American teenagers dread going to school. We hear some of our classmates complain about how much they “hate this class” as they make their opinions loud enough for all to hear.

What many American teens don’t think about is how much their life would be altered if their right to education was suddenly taken away from them.

The right to education is exactly what 16-year-old Malala Yousafzai is fighting for. A native of Pakistan, Malala started writing a blog outlining how difficult it is for females to get an education in her country.

After a New York Times article was written about her in 2010, Malala gained a reputation for being an advocate for women’s rights, something that is frowned upon in many countries around the world.
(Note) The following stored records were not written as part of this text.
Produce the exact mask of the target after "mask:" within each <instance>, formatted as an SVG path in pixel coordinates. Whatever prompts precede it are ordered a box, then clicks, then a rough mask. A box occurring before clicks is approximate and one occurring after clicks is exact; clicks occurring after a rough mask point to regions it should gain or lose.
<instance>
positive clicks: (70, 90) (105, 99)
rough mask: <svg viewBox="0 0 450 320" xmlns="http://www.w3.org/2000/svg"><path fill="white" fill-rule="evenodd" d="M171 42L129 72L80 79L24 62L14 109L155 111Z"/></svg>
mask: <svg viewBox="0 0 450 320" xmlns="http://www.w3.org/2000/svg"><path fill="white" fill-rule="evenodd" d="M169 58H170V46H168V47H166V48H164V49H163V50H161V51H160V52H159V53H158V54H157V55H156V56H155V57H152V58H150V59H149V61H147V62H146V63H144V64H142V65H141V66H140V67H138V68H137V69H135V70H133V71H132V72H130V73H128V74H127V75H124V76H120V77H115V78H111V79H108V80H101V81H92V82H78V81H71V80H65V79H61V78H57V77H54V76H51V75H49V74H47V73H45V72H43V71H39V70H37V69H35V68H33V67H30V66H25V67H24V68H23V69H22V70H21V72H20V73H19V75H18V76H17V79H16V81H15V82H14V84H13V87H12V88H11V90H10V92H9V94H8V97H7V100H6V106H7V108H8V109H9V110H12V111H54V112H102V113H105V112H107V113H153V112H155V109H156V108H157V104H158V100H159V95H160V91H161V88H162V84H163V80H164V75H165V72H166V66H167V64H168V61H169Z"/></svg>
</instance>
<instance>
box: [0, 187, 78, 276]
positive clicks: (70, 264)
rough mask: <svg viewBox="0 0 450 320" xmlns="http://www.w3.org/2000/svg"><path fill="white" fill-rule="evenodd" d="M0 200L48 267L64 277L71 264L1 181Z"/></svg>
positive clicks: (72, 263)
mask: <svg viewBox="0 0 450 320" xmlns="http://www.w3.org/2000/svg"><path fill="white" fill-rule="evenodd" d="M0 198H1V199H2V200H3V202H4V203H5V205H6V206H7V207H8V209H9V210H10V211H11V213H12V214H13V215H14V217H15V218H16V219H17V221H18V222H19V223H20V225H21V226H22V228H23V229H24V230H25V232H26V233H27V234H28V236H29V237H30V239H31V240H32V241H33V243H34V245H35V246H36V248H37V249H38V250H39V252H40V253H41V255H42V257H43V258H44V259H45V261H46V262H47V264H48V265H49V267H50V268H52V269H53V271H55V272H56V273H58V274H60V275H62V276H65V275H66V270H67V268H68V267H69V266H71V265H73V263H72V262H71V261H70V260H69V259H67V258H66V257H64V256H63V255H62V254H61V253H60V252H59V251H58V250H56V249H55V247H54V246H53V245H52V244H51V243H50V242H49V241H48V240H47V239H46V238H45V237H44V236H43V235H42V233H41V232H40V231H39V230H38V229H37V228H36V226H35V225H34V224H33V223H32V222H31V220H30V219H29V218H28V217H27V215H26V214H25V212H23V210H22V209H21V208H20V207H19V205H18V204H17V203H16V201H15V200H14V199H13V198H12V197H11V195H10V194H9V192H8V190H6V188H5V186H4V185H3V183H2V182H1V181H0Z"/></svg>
This reputation led to Malala being a target of the Taliban, a group that has a heavy influence in her hometown of Mingora.

On October 9 of 2012, Malala was shot in the head and neck by members of the Taliban on her way home from school.

Miraculously, Malala recovered from her injuries, and continues to this day to be an advocate for women’s rights and education.

Recently, Malala has written a book, titled “I am Malala: The Girl Who Stood Up for Education and Was Shot by the Taliban”. In it, she describes her life growing up in a country plagued by terrorism, and how difficult it is for women to get an education.

On Tuesday, October 8, Malala appeared on “The Daily Show with Jon Stewart” and talked about not only her new book, but the importance of education for women around the world.

“We are human beings, and this is a part of our human nature that we don’t learn the importance of anything until it’s snatched from our hands,” she says. “In Pakistan, when we were stopped from going to school, at that time I realized that education is very important and education is a power for women, and that is why the terrorists are afraid of education. They do not want women to get education because then women will become more powerful”, Malala told Stewart.

As of October 7 of this year, the Taliban still considers Malala a target. However, Malala is still standing up for what she believes in, regardless of the risks.

“Terrorists thought that they would change my aims and stop my ambitions, but nothing changed in my life except this — weakness, fear and hopelessness died, strength, power and courage was born.” I am the same Malala, my ambitions are the same, my hopes are the same and my dreams are the same,” she told the United Nations in July.

In a nation where we have rights that many around the world fight and risk their lives for, American teenagers should look to people like Malala Yousafzai for an example.

We might not like waking up to go to school every day, but the fact that we have the right to go to a safe school regardless of our gender, race, religion or whatever makes us diverse should be enough reason to be thankful.